Following Omar's arrest, an MNF-I panel of three American military officers conducted a hearing to resolve his status. According to the government, the process employed by the panel exceeded the requirements of Article 5 of the Third Geneva Convention. But, the record reveals little about the panel's operation. The panel permitted Omar to see the evidence against him, to make a statement, and to call "immediately available" witnesses. After the hearing, the panel declared Omar to be a "security internee under the law of war" and an "`enemy combatant' in the war on terrorism." The panel also found that Omar was not a prisoner of war for purposes of the Third Geneva Convention. Since the panel's decision, American MNF-I officials have held Omar at various detention facilities in Iraq. According to Omar, the military has transferred him between Camp Cropper, the Abu Ghraib prison, and Camp Bucca. Omar has been in custody for over six years.

In August 2005, the MNF-I decided to refer Omar to the Central Criminal Court of Iraq (CCCI) for trial. The record indicates neither who made this decision nor what procedures were followed. The CCCI, a Baghdad-based Iraqi court, has national jurisdiction over an array of criminal offenses, including terrorism. According to the US government, during the CCCI investigation and trial phases, the MNF-I maintains physical custody of detainees like Omar, turning them over to the Iraqi Ministry of Justice only after conviction.

On December 12, 2005, Omar's wife, Sandra, and son, Ahmed, filed a petition for a writ of habeas corpus as Omar's "next friends". Brought in the United States District Court for the District of Columbia, the petition named as respondents Francis J. Harvey, Secretary of the Army; Major General William H. Brandenburg, then-Deputy Commanding General of Detainee Operations and Commanding General of Task Force 134, MNF-I; and Lieutenant Colonel Timothy Houser of the 105th Military Police Battalion, commanding officer at Camp Bucca. The petition claimed that Omar's detention by the United States military violates numerous constitutional provisions, chief among them the right to due process guaranteed by the Fifth Amendment. The petition asked the district court to "[i]ssue a Writ of Habeas Corpus requiring Respondents to release Shawqi Omar from detention, and/or requiring Respondents to bring Shawqi Ahmad Omar before a court of competent jurisdiction in the United States to show just cause for his continued detention." Also alleging that "the United States military may turn Mr. Omar over to the custody of Iraqi authorities in an effort to evade the strictures of United States law," the petition asked the district court to "[e]njoin Respondents from transferring Mr. Omar to the authority of any other government, sovereign, country, or agency until [the district court] has an opportunity to consider and decide the merits of this Petition."
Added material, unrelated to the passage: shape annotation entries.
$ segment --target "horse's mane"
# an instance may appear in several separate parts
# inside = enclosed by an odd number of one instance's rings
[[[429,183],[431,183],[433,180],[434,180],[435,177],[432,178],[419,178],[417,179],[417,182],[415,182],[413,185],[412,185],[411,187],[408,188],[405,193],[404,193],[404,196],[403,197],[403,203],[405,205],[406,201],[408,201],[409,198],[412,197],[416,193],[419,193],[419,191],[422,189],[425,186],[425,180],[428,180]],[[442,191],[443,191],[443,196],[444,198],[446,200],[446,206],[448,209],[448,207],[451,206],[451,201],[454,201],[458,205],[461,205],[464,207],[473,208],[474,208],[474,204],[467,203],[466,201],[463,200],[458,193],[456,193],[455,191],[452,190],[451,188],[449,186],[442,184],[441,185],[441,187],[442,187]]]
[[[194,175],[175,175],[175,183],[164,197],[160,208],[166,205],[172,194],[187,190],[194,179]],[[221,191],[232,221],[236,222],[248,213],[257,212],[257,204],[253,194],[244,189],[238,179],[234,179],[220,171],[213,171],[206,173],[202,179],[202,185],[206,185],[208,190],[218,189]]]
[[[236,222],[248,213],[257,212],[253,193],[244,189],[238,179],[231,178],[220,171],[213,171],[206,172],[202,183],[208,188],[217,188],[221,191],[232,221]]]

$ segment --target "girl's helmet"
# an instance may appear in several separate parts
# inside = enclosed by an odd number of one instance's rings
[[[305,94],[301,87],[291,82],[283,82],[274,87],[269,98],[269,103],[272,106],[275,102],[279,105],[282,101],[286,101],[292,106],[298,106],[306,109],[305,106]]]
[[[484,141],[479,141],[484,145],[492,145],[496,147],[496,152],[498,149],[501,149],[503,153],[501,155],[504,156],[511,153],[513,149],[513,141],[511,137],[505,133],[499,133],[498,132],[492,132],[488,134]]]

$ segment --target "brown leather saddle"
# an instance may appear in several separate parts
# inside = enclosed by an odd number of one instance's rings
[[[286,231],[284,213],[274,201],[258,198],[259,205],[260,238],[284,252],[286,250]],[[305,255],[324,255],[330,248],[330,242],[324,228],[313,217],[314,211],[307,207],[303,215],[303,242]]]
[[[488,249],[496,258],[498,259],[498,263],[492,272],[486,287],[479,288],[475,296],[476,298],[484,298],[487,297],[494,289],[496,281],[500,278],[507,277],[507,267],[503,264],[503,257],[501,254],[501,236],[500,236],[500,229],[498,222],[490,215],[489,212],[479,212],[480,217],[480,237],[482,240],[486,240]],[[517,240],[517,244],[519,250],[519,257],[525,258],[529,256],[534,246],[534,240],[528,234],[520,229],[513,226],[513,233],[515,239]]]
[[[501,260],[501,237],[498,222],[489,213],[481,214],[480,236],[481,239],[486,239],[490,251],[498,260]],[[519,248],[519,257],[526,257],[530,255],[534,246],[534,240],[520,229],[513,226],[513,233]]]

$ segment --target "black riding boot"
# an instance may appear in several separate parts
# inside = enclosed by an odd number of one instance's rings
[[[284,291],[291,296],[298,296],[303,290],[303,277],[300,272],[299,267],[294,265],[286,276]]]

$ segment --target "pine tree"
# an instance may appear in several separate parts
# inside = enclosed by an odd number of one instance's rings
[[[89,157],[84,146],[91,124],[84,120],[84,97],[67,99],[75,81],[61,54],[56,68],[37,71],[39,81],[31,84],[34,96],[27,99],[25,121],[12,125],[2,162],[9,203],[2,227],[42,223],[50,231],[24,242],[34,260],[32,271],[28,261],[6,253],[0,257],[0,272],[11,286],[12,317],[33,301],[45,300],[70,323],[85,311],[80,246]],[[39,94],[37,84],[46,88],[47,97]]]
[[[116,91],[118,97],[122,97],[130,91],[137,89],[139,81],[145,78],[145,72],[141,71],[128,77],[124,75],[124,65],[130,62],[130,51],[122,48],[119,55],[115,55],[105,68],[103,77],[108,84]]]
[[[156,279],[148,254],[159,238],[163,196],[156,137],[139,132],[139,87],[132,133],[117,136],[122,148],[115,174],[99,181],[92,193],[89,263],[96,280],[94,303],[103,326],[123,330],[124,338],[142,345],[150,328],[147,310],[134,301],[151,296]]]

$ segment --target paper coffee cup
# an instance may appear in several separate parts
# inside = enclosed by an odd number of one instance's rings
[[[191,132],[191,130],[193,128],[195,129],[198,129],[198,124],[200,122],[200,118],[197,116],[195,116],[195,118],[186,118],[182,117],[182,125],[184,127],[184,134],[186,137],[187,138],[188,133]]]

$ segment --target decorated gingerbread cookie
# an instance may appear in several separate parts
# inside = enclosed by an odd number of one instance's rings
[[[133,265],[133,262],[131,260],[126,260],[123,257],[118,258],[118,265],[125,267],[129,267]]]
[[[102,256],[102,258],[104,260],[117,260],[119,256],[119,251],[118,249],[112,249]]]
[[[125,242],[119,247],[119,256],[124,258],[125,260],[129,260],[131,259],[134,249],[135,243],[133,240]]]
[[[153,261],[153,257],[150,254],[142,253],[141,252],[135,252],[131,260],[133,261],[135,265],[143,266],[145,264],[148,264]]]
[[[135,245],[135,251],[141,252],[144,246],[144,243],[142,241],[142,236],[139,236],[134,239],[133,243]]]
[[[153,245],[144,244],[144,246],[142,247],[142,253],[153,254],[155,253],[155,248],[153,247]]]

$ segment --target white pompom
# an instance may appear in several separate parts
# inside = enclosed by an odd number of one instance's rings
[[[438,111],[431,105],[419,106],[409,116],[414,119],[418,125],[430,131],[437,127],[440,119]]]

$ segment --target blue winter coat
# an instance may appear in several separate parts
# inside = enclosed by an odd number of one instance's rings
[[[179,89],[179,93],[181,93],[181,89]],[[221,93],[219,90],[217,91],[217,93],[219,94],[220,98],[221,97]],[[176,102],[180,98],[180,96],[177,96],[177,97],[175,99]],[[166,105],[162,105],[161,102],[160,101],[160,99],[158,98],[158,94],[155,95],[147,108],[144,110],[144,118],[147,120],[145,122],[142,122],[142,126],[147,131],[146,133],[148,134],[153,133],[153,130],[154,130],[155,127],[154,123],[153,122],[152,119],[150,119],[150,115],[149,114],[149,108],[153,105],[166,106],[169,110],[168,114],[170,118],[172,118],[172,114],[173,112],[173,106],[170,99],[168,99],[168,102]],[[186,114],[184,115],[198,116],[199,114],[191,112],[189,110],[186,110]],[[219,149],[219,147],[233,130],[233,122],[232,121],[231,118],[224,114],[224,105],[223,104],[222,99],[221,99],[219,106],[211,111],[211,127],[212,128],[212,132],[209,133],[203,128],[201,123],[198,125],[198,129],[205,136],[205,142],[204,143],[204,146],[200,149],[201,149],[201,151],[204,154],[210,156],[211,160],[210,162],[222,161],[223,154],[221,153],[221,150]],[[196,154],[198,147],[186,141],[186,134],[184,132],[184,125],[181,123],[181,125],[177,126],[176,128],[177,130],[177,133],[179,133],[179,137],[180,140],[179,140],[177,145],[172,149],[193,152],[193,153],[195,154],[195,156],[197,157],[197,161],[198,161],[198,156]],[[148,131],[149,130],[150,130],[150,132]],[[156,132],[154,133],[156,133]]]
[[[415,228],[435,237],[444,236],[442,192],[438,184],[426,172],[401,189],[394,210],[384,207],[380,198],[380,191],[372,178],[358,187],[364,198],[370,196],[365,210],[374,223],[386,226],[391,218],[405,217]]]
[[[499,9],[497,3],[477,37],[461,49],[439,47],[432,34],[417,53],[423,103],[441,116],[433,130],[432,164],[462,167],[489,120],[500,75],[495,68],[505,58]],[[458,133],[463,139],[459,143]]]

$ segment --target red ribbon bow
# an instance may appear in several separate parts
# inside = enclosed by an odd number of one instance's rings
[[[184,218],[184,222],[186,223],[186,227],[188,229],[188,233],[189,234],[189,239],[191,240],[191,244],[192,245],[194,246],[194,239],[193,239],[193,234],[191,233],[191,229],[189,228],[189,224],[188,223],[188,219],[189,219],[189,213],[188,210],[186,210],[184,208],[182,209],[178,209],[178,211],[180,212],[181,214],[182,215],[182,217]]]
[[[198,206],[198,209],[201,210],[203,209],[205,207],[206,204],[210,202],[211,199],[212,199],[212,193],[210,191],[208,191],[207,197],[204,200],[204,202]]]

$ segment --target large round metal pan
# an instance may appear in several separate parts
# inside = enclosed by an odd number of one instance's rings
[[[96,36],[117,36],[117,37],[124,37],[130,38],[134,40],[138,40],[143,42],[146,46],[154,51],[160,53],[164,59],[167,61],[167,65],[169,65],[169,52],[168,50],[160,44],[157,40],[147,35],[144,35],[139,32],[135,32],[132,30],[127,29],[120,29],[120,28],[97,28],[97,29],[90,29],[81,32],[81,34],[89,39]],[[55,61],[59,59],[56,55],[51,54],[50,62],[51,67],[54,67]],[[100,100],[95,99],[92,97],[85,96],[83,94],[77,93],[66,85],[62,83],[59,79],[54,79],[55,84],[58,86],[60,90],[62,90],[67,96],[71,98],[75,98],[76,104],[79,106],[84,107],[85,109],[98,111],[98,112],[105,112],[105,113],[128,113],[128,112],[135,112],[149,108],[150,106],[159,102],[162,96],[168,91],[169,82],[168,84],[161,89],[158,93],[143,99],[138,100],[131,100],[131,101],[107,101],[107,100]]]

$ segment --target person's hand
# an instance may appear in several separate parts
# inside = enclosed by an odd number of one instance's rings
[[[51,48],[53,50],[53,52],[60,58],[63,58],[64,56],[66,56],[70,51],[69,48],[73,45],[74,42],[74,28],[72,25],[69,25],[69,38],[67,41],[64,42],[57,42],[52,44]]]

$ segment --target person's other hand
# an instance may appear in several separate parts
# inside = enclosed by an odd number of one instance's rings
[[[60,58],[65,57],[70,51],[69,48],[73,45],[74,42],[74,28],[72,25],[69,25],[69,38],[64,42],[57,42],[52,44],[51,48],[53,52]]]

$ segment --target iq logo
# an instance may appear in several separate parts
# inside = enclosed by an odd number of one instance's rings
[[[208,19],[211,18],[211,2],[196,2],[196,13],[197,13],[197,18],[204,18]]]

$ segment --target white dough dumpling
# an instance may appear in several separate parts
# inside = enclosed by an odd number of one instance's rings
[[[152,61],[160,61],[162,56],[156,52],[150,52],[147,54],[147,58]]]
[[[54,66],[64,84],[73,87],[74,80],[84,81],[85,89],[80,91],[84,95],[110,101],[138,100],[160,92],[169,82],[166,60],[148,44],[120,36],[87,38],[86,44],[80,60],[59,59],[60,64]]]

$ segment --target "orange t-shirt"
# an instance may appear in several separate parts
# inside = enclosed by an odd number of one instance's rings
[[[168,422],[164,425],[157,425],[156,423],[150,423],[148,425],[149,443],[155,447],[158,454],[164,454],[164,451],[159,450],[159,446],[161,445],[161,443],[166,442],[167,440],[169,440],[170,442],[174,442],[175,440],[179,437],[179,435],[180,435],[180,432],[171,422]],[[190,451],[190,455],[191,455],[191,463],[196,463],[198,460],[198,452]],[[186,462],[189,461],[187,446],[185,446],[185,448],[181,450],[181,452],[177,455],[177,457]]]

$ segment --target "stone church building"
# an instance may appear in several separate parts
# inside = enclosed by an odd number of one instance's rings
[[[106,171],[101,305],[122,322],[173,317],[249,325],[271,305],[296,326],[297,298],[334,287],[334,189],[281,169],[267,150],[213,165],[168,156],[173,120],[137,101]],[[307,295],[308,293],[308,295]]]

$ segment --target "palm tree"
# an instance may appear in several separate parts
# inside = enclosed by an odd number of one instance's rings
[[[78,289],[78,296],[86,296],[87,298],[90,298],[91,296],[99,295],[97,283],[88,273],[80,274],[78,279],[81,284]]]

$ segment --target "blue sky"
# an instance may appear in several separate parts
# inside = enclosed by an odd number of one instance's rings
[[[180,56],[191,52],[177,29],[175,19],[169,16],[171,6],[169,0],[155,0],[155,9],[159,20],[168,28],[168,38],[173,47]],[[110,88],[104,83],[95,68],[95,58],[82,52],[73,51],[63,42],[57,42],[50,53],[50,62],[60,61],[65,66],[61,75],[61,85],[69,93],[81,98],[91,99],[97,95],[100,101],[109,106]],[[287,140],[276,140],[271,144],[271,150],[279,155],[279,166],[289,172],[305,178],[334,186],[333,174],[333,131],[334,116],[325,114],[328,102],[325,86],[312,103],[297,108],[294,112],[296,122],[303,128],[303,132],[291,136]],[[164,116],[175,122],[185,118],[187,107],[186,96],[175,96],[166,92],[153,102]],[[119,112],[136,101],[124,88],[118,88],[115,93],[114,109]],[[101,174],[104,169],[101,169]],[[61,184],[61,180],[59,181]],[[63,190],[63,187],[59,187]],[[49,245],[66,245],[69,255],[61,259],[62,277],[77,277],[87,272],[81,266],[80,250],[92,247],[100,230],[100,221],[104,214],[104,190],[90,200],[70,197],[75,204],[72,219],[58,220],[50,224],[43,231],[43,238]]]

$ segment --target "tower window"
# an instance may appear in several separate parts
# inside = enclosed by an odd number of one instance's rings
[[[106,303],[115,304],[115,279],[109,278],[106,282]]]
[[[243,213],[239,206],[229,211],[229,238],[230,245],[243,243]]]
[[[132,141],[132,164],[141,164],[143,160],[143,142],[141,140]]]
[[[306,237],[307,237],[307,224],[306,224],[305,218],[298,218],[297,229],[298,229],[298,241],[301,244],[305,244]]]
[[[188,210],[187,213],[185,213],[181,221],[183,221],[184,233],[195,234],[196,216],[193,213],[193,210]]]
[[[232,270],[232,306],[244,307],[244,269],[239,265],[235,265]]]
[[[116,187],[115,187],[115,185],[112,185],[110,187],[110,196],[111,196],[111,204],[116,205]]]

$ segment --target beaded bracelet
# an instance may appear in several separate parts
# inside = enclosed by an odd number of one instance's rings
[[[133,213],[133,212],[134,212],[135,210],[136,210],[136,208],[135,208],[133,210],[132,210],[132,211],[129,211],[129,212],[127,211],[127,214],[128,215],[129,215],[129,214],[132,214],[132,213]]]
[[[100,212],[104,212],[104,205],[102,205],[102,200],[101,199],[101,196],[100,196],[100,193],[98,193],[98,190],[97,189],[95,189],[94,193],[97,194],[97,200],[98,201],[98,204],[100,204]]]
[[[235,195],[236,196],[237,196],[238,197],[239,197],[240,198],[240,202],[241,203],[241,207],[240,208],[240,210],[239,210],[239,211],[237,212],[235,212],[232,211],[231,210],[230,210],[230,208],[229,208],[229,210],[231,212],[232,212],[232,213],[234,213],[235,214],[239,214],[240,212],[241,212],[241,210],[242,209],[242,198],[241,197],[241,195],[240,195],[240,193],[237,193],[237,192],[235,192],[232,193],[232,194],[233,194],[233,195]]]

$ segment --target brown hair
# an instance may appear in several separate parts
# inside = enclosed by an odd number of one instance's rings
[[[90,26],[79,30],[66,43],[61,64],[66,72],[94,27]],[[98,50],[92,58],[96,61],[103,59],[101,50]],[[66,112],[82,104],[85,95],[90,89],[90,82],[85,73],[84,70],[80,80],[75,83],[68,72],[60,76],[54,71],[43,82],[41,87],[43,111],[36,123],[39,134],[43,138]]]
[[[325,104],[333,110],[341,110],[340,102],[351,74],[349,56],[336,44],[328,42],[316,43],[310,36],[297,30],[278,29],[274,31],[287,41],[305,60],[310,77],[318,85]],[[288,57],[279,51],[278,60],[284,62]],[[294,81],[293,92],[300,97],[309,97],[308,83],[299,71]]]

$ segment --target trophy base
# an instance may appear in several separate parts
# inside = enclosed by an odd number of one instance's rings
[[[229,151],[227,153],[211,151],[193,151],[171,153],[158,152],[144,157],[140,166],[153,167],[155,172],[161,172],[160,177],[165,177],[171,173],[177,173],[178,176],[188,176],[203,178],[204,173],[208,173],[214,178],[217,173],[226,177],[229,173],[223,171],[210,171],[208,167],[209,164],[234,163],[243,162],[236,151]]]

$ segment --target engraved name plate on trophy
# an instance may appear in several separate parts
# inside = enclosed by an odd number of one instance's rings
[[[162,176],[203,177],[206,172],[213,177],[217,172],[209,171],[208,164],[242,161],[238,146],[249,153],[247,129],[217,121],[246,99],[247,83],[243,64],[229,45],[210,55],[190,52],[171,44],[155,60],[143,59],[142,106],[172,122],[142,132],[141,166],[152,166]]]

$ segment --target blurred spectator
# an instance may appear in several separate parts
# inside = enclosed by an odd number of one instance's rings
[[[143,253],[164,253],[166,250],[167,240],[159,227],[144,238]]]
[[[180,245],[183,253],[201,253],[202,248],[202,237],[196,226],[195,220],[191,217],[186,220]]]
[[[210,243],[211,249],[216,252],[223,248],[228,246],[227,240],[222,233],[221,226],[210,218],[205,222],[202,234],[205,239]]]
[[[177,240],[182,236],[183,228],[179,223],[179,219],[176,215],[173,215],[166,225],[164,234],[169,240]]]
Approximately two months after filing the petition, Omar's attorney received an e-mail from the Department of Justice informing her of the MNF-I's earlier decision to refer Omar to the CCCI. Believing that CCCI proceedings could interrupt American custody of Omar, thereby stripping the district court of jurisdiction, that transfer would amount to an illegal extradition, and that Omar would likely face torture by Iraqi authorities, the attorney sought and received from Judge Ricardo M. Urbina of the District Court an ex parte temporary restraining order requiring that Omar "not be removed from United States custody."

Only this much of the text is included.